The topic of sustainability has always been on the agenda at SAS in one way or another. As we become more educated and aware across the globe, and more regulatory factors come into play, expectations and accountabilities are under scrutiny like never before.
I caught up with Malinda Salter, Senior Industry Consultant at SAS, who has substantial global corporate experience and a strong focus on sustainability, to talk about global sustainability trends and why environmental, social and governance (ESG) risks and opportunities are increasingly important for many organizations.
Global trends
Jason: Malinda, you have a wealth of experience in sustainability. I’m always keen to hear your perspective. What global trends across industries do you see as being the most significant as we head toward 2025?
Malinda: The good news is that laws and regulations will drive radical transparency, enabling access to data. Expect an increase in disclosure requirements as policymakers propose legislation that demands robust disclosures. Managing carbon emissions data across scopes is inevitable. The global regulatory environment may become more stringent, but deglobalization may create further disparity between regulatory requirements, making compliance a challenge. The revised Environmental Social Governance reporting frameworks coming from the IFRS will simplify and drive consistent reporting, causing growth of the supporting industries. Expect to see some of the most significant corporate accounting and reporting innovations in decades.
Opportunities for learning
Jason: How do you see retail and consumer goods in the context of these global trends? Are they leading or lagging? And where do you see the crossover with other industries, i.e., opportunities for collaborative learning?
Malinda: The fashion industry is the go-to for success and failure in sustainable business. Fashion is a snarled, dirty, fractured supply chain with the hardest workers and problem solvers in industry. The fashion industry is heavily invested in creating positive, transformative change, doing the challenging work of analyzing data and engaging suppliers to solve problems. Systemic steps are being made to create circular economies through product design and processing. Innovative technologies are being developed that reduce the environmental impacts of production.
The industry is also rife with sustainability laggers. The clever work is not all-pervasive, but fashion still sets an example for all CPG and retailers.
Brands and retailers must engage consumers to change buying, usage and disposal habits. Quality should improve and quantity should go down. We need more insourcing. Plastic packaging will be a big issue, forever. Transportation and logistics are messy, as products re-circumvent the planet in the supply chain. Worker rights remain a massive problem. Greenwashing remains a grandiose thing because it is fashionable to be “green.”

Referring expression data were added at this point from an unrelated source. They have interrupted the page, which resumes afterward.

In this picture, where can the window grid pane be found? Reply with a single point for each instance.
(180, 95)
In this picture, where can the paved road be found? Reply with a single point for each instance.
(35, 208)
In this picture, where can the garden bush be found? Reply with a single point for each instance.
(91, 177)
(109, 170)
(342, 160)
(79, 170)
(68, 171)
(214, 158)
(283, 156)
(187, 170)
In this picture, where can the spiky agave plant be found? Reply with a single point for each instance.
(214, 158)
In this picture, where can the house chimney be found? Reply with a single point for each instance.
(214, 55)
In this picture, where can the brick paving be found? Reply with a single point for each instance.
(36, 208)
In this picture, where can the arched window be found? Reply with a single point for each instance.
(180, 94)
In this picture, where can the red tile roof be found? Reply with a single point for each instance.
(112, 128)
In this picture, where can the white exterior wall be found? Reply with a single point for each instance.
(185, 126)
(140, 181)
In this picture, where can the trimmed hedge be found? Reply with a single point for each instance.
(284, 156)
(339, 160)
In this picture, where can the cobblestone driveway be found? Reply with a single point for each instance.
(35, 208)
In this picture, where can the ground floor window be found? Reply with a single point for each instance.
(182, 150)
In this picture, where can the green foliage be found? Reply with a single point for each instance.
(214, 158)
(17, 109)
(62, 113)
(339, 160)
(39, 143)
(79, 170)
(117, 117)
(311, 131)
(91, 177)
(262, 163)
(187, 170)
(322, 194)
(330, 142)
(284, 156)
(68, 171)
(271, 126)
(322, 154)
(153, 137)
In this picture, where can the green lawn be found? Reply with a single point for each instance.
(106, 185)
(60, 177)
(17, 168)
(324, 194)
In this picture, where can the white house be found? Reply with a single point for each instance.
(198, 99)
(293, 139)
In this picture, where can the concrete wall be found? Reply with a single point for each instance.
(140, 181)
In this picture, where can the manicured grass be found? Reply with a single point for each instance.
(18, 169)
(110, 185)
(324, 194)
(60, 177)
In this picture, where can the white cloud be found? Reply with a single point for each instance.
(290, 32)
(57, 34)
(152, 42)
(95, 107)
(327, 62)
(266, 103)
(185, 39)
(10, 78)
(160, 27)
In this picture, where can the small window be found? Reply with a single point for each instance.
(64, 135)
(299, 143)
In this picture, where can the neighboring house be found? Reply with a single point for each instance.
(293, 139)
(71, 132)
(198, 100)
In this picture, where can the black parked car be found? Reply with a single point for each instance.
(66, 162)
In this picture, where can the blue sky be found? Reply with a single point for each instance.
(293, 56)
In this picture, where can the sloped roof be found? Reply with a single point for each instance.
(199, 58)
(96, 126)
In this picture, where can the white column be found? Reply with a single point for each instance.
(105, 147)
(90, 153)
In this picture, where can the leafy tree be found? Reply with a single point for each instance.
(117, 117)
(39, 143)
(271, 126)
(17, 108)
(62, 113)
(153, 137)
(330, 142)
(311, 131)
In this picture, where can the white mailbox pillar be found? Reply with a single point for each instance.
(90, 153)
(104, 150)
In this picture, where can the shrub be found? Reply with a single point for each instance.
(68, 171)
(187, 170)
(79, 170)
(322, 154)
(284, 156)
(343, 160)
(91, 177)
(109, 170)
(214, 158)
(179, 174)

We need to increase collaboration across industries because of limited institutional knowledge. Partnering with oil and gas, agriculture, utilities, advanced data analysts and carbon specialists will help answer the tough, inaccessible questions and make considerable systemic changes.
Environmental, social and governance
Jason: Why is the topic of ESG so important in the consideration of sustainability, and how do you see analytics helping?
Malinda: ESG regulation is the most tremendous boon to the sustainability industry. Auditable data should increase disclosure and transparency, reducing greenwashing. If Gensler’s SEC requires Scope 3 reporting, the insights will drive change in business decisions. Remember, Scope 3 emissions usually account for more than 70% of a business’s carbon footprint; companies must tackle Scope 3 emissions to limit global warming to 1.5 C.
Sustainability starts with data. Benchmark everything, develop KPIs and improve continuously through analytics. The environmental side of sustainability is built on this approach – meter reading, test reports, etc. We can measure social impacts and improve them with data analytics, IoT, ML and AI. If we look at the third aspect as governance, SAS has been ensuring quality governance solutions for many years.
Data for sustainability
Jason: What exciting examples across SAS have you seen that tackle the question of sustainability and environment in unique and interesting ways?
Malinda: The heart of sustainability lies within environmental justice and distributive justice. At SAS, the brilliant work done in government and Data for Good does just that. Our data analytics has improved social equity in municipalities, distributed benefits equitably, contributed to humanitarian relief efforts, and helped overcome racial disparities. Environmentally speaking, SAS has helped mitigate water impacts from climate change, sorted logistics snarls and helped with California wildfires, to name but a few.